This week we’re celebrating the day Francis Bacon was born, 28th October 1909.
In 1985 the Director of Tate, Alan Bowness, called Bacon:
the greatest living painter; no artist in our century has presented the human predicament with such insight and feeling.
Alongside JMW Turner, Bacon is regarded as Britain’s greatest painter. A varied visual lexicon, drawing from photographs torn from magazines and film imagery, combined with an ardent knowledge of the historical tradition of painting led Bacon to depict the human body in ways unique in the history of painting.

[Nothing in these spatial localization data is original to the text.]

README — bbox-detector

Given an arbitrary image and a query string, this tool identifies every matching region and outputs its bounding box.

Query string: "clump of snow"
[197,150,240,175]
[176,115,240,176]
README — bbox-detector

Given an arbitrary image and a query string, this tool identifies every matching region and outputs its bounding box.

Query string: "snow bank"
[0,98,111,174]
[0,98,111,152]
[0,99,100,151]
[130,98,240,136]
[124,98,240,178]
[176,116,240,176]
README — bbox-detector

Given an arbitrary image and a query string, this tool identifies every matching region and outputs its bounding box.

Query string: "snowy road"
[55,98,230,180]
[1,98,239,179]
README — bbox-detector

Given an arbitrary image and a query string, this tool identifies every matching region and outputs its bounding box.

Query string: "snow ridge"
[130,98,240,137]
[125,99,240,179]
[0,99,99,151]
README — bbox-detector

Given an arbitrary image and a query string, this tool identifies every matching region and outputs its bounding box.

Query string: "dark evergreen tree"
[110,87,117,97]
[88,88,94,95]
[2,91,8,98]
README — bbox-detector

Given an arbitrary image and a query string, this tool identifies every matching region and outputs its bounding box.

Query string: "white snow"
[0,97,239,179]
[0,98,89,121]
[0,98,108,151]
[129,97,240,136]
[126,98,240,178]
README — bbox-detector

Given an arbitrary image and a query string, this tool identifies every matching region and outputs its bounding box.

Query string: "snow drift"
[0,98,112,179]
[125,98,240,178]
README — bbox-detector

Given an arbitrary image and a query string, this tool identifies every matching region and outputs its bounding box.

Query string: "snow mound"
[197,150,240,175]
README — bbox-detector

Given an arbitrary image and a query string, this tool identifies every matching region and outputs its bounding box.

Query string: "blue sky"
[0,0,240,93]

Born to an English family in Dublin, Bacon’s early life was plagued by chronic asthma, which he suffered from throughout his life, and he had little formal education. In 1926 he moved to London and went on to live in Berlin and Paris. In 1928 in Paris he saw an exhibition of Picasso’s work and there, inspired, he began to paint and draw.

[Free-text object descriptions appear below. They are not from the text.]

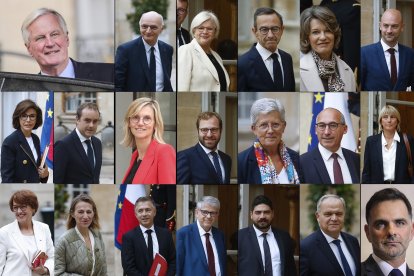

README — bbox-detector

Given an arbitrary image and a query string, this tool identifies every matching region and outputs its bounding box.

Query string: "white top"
[143,39,164,92]
[196,220,221,276]
[22,234,38,264]
[252,224,281,276]
[41,59,75,78]
[320,230,356,276]
[372,253,407,276]
[199,142,225,182]
[381,131,400,181]
[381,39,400,77]
[75,226,96,275]
[318,144,353,184]
[75,128,95,166]
[255,43,285,85]
[276,167,289,184]
[26,136,38,162]
[139,224,159,259]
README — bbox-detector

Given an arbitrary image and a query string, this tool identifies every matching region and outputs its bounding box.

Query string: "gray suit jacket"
[362,255,414,276]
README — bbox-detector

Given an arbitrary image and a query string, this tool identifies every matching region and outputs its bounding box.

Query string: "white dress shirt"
[321,230,356,276]
[318,144,353,184]
[381,39,400,77]
[372,253,407,276]
[199,142,225,182]
[26,136,38,162]
[143,39,164,91]
[381,131,400,181]
[253,224,281,276]
[139,224,159,259]
[75,128,96,166]
[196,220,221,276]
[41,59,75,78]
[255,43,285,86]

In Three Studies for Figures at the Base of a Crucifixion, three pallid, isolated figures on pedestals flank a hot orange background in a triptych of canvases. With distended necks and deficient limbs these bodies appear otherworldly and nightmarish, warped by an apparent stress and ensuing pain.
Bacon once said:
I would like my pictures to look as if a human being had passed between them…like a snail, leaving a trail of the human presence and memory trace of past events as the snail leaves its slime.
First shown at Lefevre Gallery, Mayfair, in April 1945 to disquiet and praise alike, this painting is seen to mark the beginning of Bacon’s mature career as an artist. Through the medium of paint Bacon explored the human condition via an existential lens that when combined with his colourful private life led him to cut a controversial figure.
In 1961, Bacon settled in Reece Mews, a former coach house in South Kensington, where he lived and worked for the rest of his life. The following year Tate held a retrospective of 90 of his paintings and Bacon’s self-taught painterly skill was recognised on an international scale. This was followed by a further major exhibition at Tate in 1985 and another following his death in 1992 at Tate Britain in 2008.